Felicia Thornton, 56
Director
Ms. Thornton currently serves as Vice Chairman of the board of directors of Number Holdings, Inc., the parent entity of 99 Cents Only Stores LLC, a deep-discount retailer, having previously held executive positions at 99 Cents Only Stores LLC, including Interim Chief Executive Officer from June 2019 to March 2020 and Chief Financial Officer and Treasurer from November 2015 to August 2018. Ms. Thornton currently serves as a member of the boards of directors of PACTIV Evergreen Inc., a fresh food packaging company, where she currently serves as the chair of the Audit Committee, Convergint Technologies Group L.P., a global independent security integration company, where she currently serves as the chair of the Audit Committee, CoolSys, Inc., a private refrigeration and HVAC servicing company, where she currently serves as chair of the Audit Committee and Floor & Decor Holdings, Inc., a specialty retailer of hard surface flooring and related accessories, where she currently serves as the chair of the Nominating and Corporate Governance Committee.
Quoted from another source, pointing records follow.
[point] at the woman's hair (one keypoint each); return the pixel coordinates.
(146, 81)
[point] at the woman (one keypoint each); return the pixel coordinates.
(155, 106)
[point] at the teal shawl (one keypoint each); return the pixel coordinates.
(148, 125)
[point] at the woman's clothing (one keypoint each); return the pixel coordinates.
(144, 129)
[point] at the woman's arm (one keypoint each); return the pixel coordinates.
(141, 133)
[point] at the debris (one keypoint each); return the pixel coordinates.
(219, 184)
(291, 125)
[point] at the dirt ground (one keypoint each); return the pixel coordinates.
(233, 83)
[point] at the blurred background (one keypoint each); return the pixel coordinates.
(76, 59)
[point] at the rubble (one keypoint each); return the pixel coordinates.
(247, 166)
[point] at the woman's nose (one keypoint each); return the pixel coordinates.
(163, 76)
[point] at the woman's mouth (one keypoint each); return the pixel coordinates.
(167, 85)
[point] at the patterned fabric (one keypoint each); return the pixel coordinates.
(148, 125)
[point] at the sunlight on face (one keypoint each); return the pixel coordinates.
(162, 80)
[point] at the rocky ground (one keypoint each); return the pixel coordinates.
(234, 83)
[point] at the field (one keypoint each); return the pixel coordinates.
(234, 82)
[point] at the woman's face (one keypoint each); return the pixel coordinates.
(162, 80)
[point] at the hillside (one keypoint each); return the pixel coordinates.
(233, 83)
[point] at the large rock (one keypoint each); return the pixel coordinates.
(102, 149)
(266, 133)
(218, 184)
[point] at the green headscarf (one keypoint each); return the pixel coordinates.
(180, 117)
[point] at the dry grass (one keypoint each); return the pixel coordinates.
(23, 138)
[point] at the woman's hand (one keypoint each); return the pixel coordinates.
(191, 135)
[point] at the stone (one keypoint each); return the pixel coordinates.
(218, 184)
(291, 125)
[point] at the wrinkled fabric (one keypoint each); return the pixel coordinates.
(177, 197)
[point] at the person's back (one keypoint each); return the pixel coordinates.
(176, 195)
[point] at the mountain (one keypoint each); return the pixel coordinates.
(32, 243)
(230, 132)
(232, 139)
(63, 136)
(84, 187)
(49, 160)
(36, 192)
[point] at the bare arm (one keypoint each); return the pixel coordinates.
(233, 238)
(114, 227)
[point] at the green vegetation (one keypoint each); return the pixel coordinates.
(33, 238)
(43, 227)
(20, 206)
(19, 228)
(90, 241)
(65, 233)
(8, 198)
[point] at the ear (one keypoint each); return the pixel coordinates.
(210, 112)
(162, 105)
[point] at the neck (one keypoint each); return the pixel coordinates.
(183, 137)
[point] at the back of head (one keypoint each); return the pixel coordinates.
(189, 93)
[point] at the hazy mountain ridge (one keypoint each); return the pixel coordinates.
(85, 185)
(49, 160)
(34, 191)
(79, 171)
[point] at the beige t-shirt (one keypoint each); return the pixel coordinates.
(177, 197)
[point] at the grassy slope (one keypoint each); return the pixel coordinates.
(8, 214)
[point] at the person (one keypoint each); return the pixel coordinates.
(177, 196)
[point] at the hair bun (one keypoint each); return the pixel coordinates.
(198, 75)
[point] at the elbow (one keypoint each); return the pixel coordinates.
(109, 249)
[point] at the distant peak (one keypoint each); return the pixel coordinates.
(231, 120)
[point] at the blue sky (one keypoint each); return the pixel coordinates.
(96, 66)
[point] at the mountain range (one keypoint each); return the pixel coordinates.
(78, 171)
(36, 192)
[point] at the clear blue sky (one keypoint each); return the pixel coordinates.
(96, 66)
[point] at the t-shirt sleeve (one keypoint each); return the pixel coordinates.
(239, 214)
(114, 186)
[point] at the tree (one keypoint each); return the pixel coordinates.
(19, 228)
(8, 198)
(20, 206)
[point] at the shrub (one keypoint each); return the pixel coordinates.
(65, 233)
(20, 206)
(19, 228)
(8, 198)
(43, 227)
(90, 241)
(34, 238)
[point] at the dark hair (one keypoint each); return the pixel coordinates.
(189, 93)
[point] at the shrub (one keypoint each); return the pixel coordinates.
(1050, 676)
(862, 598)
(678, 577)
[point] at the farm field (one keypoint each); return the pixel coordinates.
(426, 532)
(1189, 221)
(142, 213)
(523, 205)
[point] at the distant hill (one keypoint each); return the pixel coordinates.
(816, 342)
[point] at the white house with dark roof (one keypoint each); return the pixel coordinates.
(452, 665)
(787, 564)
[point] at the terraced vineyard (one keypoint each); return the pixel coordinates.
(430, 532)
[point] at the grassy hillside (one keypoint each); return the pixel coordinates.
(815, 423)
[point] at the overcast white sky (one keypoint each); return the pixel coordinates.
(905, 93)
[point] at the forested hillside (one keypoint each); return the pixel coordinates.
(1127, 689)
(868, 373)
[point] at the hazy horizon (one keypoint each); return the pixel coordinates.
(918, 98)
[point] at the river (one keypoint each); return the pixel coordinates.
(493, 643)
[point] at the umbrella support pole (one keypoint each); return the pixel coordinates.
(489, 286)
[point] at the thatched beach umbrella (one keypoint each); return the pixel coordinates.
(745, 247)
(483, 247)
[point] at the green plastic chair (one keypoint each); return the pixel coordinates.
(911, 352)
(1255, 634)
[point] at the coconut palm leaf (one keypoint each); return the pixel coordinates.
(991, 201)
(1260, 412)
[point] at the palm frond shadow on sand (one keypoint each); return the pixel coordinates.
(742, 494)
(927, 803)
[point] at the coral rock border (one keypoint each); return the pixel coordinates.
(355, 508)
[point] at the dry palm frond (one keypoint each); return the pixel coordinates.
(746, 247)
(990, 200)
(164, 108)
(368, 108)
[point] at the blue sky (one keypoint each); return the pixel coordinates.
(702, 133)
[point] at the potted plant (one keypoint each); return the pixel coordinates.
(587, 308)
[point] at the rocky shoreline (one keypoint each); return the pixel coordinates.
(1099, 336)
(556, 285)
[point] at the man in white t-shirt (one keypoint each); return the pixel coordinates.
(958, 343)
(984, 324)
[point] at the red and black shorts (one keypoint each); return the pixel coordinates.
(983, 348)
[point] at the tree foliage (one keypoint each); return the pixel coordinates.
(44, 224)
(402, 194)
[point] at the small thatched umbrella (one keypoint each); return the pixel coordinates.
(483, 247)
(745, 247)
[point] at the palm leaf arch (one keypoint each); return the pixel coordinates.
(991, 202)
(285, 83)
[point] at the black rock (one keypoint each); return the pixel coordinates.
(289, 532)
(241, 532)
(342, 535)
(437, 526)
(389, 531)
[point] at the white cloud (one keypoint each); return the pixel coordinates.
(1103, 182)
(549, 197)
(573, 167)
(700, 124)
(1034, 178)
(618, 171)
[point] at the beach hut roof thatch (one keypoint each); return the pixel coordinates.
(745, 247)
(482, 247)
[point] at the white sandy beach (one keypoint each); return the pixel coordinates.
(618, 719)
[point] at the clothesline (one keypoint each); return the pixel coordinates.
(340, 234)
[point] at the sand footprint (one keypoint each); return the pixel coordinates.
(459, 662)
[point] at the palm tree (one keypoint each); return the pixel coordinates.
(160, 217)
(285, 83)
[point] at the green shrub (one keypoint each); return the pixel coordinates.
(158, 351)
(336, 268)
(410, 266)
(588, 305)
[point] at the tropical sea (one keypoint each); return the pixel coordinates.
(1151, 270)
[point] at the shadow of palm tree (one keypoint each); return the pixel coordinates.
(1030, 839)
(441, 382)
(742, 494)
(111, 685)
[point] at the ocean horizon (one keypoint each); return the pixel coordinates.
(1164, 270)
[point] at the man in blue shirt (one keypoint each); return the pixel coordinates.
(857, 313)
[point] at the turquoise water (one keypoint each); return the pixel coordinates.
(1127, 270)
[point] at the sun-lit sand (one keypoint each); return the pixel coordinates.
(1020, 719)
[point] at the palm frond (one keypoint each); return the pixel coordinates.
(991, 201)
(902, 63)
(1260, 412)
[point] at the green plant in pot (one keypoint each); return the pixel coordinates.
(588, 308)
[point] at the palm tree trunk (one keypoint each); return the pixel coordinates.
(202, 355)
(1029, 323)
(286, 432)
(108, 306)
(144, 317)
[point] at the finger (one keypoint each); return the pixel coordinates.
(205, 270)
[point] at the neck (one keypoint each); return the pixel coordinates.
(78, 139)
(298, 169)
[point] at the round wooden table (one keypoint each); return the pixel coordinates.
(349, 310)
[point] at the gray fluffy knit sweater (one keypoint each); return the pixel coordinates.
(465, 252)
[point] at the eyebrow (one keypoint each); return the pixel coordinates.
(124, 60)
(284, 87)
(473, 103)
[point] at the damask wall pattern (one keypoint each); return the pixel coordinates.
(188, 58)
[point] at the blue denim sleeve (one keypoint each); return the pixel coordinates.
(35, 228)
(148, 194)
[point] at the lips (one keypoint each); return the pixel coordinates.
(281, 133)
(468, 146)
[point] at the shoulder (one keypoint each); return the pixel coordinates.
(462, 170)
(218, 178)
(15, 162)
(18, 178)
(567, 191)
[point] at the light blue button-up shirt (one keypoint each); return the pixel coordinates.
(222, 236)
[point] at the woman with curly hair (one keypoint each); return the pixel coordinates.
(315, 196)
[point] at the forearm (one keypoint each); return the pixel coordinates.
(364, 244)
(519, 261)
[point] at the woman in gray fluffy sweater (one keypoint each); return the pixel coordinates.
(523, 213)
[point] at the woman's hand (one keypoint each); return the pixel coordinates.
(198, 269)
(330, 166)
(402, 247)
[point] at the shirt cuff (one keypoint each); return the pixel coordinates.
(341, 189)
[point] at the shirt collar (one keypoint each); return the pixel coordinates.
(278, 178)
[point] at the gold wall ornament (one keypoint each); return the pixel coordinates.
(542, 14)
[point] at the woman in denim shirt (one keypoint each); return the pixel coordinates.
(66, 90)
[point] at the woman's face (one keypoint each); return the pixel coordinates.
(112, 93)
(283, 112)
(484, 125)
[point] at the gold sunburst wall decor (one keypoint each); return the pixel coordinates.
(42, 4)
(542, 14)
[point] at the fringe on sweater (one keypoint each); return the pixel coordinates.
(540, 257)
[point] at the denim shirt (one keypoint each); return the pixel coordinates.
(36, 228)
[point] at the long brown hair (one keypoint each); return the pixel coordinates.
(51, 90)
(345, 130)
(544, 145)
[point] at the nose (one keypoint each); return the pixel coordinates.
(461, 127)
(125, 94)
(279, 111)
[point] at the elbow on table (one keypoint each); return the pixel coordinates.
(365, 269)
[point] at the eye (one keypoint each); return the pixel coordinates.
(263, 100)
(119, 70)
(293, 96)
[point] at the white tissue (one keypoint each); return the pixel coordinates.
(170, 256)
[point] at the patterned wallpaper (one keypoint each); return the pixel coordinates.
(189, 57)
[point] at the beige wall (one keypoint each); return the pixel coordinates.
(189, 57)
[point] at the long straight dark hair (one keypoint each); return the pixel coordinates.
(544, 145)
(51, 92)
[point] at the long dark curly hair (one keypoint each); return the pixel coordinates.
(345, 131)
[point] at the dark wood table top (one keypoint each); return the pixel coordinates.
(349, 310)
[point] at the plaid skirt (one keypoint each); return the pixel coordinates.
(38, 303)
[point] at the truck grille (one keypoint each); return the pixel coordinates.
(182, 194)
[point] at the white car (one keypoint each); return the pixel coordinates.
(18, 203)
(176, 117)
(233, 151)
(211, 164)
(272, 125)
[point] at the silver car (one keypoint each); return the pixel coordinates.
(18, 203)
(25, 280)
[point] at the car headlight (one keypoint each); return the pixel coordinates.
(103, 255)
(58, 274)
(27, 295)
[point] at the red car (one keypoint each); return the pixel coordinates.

Previously, Ms. Thornton served as Co-Chief Executive Officer, President and Chief Operating Officer for DeMoulas Super Market, Inc., (“DeMoulas”), a supermarket chain, from June 2014 to December 2014 and as the Chief Executive Officer of Knowledge Universe U.S., a private childhood education company, from 2006 to 2011. Ms. Thornton served as Chief Financial Officer and led overall strategy for Albertsons, a grocery and drugstore company, from 2001 to 2006. Ms. Thornton served in a variety of executive strategic and financial roles from 1992 to 2000 for Ralphs Grocery Company, Inc., a grocery store chain, and for Fred Meyer, a retail supermarket company, both of which eventually became part of The Kroger Company, a global retailer of grocery, multi-department, discount, convenience and jewelry stores, where Ms. Thornton served as Group Vice President responsible for retail operations. Ms. Thornton has served as a member of the boards of directors of public and private companies, including Nordstrom, Inc., a luxury retailer, from November 2010 to May 2012 and for Knowledge Universe Education, Inc. from November 2006 to May 2012. Ms. Thornton is a fellow of the National Association of Corporate Directors and a member of the Latino Corporate Director Association. Ms. Thornton received a B.S. in Economics from Santa Clara University and an M.B.A. from the University of Southern California.